If you wish to look into the details of the other scripts, they are available in the "scripts" folder. Each script has code comments explaining the general strategy of what I was trying to do, but the scripts themselves are complex and have gone through many iterations. In some cases, I have included previous iterations of the scripts, which may help further contextualize how they evolved as the project developed. In those cases, the naming scheme is like "script_v3.R", where the highest version number is the one that was actually used in the analysis.

The most important script elements are:

1) OBIS_interface.R. Accesses the OBIS API and downloads the modern marine organism data used in the analyses.

2) OBIS_combine.R. Performs some additional transformations of the downloaded files, and combines them into one readable dataset.

3) cell_selector_v4.R. Identifies which geographic grid cells should be sampled from the modern marine record, based on the true sampling of the fossil record. The core of the analysis happens here.

4) resampler_v4_sqs.R. Performs the repeated resampling to estimate spatially-constrained biodiversity within each temporal time slice.

5) diversity_plots.R. Creates many of the initial plots and outputs a lot of the most important statistics comparing the spatially-resampled fossil and modern biodiversity metrics.
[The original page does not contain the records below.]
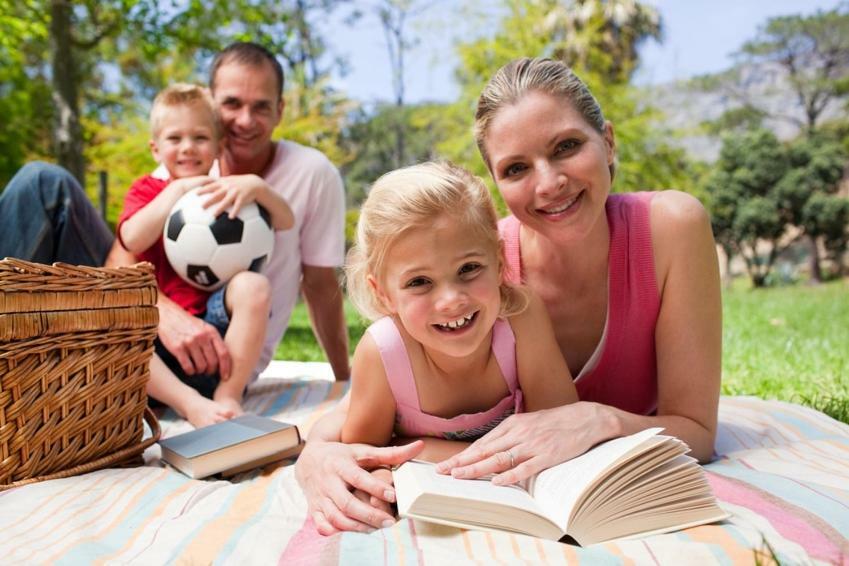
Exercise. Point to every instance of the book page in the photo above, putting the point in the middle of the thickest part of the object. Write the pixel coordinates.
(558, 488)
(430, 482)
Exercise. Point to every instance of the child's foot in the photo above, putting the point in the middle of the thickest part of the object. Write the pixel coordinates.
(201, 411)
(233, 405)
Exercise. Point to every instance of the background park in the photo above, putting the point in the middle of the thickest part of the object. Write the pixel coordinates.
(763, 142)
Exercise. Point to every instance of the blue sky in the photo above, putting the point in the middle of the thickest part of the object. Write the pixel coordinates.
(700, 36)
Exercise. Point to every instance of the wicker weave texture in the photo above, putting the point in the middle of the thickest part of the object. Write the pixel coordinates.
(75, 346)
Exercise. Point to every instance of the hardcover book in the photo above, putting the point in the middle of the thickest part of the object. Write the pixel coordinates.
(230, 446)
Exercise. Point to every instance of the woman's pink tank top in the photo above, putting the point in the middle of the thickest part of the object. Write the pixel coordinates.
(625, 375)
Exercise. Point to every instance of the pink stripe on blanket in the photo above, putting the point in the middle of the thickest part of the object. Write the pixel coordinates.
(309, 547)
(791, 522)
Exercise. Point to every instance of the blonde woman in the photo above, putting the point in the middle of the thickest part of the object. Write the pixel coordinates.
(630, 282)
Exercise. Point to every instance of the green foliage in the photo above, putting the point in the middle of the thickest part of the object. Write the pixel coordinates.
(25, 103)
(366, 136)
(584, 34)
(814, 52)
(119, 148)
(740, 119)
(761, 188)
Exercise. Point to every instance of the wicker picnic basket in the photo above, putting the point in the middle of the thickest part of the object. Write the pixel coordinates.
(75, 348)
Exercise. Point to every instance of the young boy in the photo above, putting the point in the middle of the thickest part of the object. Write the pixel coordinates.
(186, 139)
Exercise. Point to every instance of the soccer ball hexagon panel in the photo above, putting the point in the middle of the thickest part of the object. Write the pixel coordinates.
(207, 251)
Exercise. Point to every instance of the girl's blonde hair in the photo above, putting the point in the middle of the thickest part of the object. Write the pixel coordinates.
(412, 198)
(522, 76)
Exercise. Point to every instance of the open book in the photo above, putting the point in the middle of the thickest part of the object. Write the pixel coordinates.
(635, 485)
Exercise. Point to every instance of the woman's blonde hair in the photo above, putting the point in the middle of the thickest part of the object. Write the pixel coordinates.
(412, 198)
(522, 76)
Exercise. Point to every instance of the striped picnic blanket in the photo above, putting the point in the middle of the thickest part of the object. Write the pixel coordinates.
(782, 473)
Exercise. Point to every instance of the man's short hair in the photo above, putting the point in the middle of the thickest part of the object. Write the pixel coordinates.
(247, 53)
(182, 94)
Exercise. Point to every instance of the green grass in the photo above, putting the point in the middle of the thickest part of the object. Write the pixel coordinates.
(789, 343)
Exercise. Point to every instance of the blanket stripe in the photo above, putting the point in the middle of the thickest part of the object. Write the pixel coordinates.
(782, 472)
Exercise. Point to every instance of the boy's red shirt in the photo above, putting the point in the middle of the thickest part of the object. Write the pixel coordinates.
(144, 190)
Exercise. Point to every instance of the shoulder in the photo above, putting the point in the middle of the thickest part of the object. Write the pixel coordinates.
(367, 365)
(304, 157)
(148, 182)
(146, 186)
(526, 322)
(681, 231)
(676, 216)
(677, 207)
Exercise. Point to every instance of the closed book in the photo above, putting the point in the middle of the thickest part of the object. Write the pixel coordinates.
(230, 445)
(627, 487)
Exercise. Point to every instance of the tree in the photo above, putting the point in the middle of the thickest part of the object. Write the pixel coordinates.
(827, 217)
(602, 36)
(807, 193)
(744, 212)
(814, 52)
(807, 54)
(366, 138)
(761, 188)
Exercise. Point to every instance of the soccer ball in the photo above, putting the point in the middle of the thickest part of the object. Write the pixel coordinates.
(208, 251)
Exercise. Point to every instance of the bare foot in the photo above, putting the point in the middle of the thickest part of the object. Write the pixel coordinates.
(231, 404)
(201, 411)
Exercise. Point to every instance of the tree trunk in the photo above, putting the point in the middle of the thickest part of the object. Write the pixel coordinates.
(67, 134)
(729, 255)
(816, 269)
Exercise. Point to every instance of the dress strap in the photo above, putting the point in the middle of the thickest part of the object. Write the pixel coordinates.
(396, 362)
(504, 348)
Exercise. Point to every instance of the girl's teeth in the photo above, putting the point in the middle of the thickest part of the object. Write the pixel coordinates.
(459, 323)
(562, 207)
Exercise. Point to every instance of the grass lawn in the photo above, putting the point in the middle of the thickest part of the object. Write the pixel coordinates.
(789, 343)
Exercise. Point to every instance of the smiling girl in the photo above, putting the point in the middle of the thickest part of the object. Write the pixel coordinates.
(455, 349)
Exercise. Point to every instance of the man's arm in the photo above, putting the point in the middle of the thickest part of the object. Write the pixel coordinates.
(323, 296)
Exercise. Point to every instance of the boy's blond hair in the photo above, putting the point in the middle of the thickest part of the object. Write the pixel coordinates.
(412, 198)
(183, 94)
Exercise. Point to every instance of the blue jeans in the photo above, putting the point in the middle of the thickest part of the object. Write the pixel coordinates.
(45, 216)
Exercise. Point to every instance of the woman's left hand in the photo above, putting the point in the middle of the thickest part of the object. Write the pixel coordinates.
(527, 443)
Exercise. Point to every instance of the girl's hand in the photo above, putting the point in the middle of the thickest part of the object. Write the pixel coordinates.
(527, 443)
(232, 192)
(383, 475)
(329, 472)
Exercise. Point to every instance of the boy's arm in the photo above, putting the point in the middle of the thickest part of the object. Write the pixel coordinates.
(235, 191)
(141, 230)
(543, 374)
(371, 408)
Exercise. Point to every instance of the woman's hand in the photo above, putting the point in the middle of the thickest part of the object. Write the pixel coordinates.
(527, 443)
(329, 472)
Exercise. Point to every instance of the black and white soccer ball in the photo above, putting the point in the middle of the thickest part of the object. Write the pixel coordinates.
(208, 251)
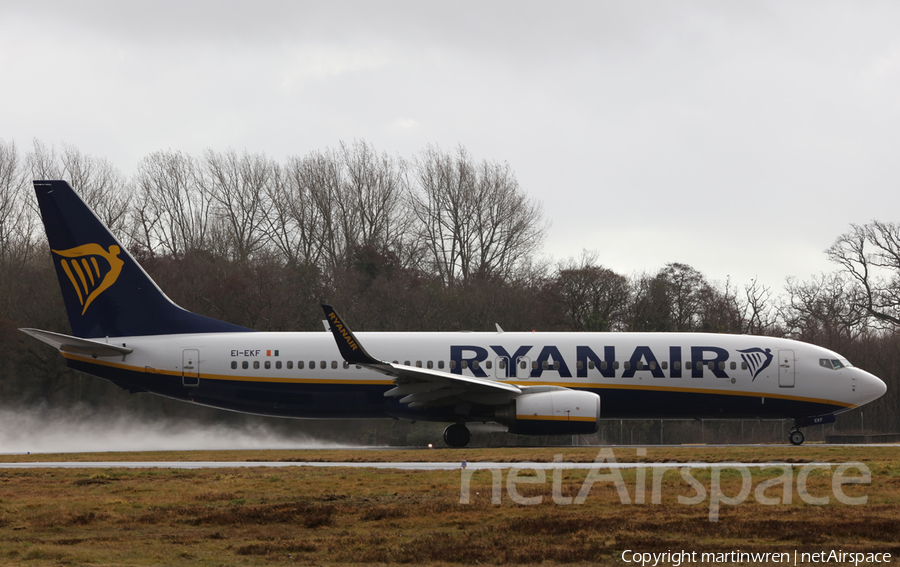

The other scripts perform various other functions, some of which are supplementary, some of which perform a specific analysis that was requested by a curious reviewer. Not all of these made it into the final manuscript, but I have included them for completeness.

Settings and Variables

These settings exist in the chapter3_main.R file. The goal is to have all the important settings exposed in this file, and then the other scripts are run from this main file. The default settings as they are now will produce the main analysis presented in the paper, and the alternate analyses (such as randomizing the geographic positions of fossil records) can be done by changing these settings.

taxon_remover: (list - string) used to ignore certain taxonomic orders in the OBIS data as described in the manuscript. Specifically, we ignored Decapoda, but other groups could be added to this list. The strings should be the name of the file which is downloaded from the OBIS (e.g., Decapoda_records.csv).

obisOutputFilename: (string) the output file of the combined OBIS records - the program will download many files separately, then combine them into a single dataset with this name.

pbdbDateasetFilename: (string) the filename of the PBDB data that will be loaded into the program.

pbdbTaxaFilename: (string) a filename for a csv containing a list of taxonomic orders to search for in the OBIS. In our case, all the marine invertebrate orders present in the PBDB.

clip2Shallow: (bool) - makes it so the program only looks for PBDB-OBIS matches in the shallow parts of the modern ocean, rather than grabbing modern OBIS occurrences from e.g., the middle of the Pacific. Default is True

test_modernWithPBDB: (bool) - this version doesn't use OBIS data, instead it compares the PBDB record to a time-independent copy of the PBDB, where all the occurrences for a given geographical grid cell are lumped together regardless of their geological time.

l_breaks: (list - decimal) how should the longitudinal portion of the data be broken up?

cell_replicates: (int) how many alternative cell groups should be selected when looking for geographically similar cells in the modern dataset. I.e., the program tries to select modern geographical cells with a similar latitudinal and longitudinal distribution as in each time slice in the paleo record, and this setting controls how many times that process is performed. Then, one of the results is chosen at random per overall resample.

save_altered_geometry2file: (bool) should the program try to save the modified shapefiles produced as part of the analysis? (Can produce crashes, so this setting should not be turned on).

resample_replicates: (int) how many sampling replicates should be run - i.e., a cell selection is chosen, then sampling is performed, and the steps are repeated.

randomize: (bool) randomize the geographic cell (via sampling without replacement - i.e., scrambling the cells) that each PBDB record belongs to.